Europe is punching above its weight in the global market by producing a disproportionate number of Unicorns, according to Hoxton Ventures partner Hussein Kanji.
Speaking at a NOAH Conference in London, Kanji told delegates that since 2000 half of the new Unicorns (businesses with a valuation of $1bn or more) have come from Europe. He argued that this has happened despite the continent’s start-ups historically not having the financial backing of counterparts in other major economic regions.
“If you compare Europe to China, despite being a much larger market China is only producing about 22% of new Unicorns, and in other large markets Israel and India it’s tiny in comparison,” he said.
“And if you contrast the cash that goes into businesses here with other economies Europe is massively underfunded. So it’s a very interesting time to be a VC because we’re seeing businesses that are turning into very large companies and there’s very little money outside of the bigger funds.”

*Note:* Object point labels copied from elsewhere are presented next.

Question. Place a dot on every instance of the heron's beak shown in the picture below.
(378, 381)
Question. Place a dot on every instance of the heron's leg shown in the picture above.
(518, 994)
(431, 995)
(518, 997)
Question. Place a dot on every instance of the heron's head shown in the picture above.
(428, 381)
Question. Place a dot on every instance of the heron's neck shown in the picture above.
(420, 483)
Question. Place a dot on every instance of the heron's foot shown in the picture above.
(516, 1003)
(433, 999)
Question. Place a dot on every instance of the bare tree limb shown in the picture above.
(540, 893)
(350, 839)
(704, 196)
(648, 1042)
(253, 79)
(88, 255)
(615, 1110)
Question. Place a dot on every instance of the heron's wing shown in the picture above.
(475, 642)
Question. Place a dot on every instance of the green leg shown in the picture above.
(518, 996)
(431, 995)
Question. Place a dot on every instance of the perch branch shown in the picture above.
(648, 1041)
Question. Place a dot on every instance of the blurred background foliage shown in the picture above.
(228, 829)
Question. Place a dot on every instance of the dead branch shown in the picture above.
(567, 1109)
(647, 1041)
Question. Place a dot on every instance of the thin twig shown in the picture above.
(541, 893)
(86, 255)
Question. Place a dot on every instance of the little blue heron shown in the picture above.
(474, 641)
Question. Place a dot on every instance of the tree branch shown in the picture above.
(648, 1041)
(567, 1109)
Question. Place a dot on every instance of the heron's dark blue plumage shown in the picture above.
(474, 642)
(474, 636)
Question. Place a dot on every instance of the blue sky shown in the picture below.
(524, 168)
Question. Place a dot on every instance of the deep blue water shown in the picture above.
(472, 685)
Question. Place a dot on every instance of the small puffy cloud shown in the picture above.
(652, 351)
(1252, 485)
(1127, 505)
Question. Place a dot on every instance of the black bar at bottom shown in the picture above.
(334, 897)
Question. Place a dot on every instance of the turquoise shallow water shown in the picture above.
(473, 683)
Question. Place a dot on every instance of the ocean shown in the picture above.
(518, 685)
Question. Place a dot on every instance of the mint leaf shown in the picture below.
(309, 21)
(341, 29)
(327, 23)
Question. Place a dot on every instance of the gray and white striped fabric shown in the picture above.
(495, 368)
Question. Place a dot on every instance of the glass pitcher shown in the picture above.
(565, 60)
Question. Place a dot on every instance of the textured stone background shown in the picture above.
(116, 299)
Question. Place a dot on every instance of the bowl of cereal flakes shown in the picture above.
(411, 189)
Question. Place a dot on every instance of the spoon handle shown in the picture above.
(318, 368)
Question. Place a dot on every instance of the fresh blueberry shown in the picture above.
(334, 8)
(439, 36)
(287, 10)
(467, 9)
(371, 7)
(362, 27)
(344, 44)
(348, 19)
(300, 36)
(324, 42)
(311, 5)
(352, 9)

Kanji went on to say that just five years ago the story was very different in Europe; with less than 10% of the Unicorns based here. And he also touched on the difference in approach European companies’ now have to international expansion.
“I remember at the time we’d struggle to find one Unicorn coming out of Europe per year and now there are two or three every year,” he continued. “And the other thing is that these companies are now going global way quicker than they were in the past. And their ambitions in many cases include taking over the US market.”
And Kanji does sees the situation in Europe developing now as the “funding ecosystem has fundamentally changed” in the past few years.
“If you look at how the European companies were funded historically, at the early stage they were almost drip-fed. If you look at the older generation of Unicorns like TransferWise they had a lot of different round of funding before they went for the mega-rounds,” he said.
“Now with your newer generation on Unicorns like Bla Bla Car they went for the seed round, a large Series A and then straight to the mega-rounds. It’s something you just didn’t see in Europe five years ago and for the first time it looks like it’s catching up with the funding models we’re more used to seeing in the US.”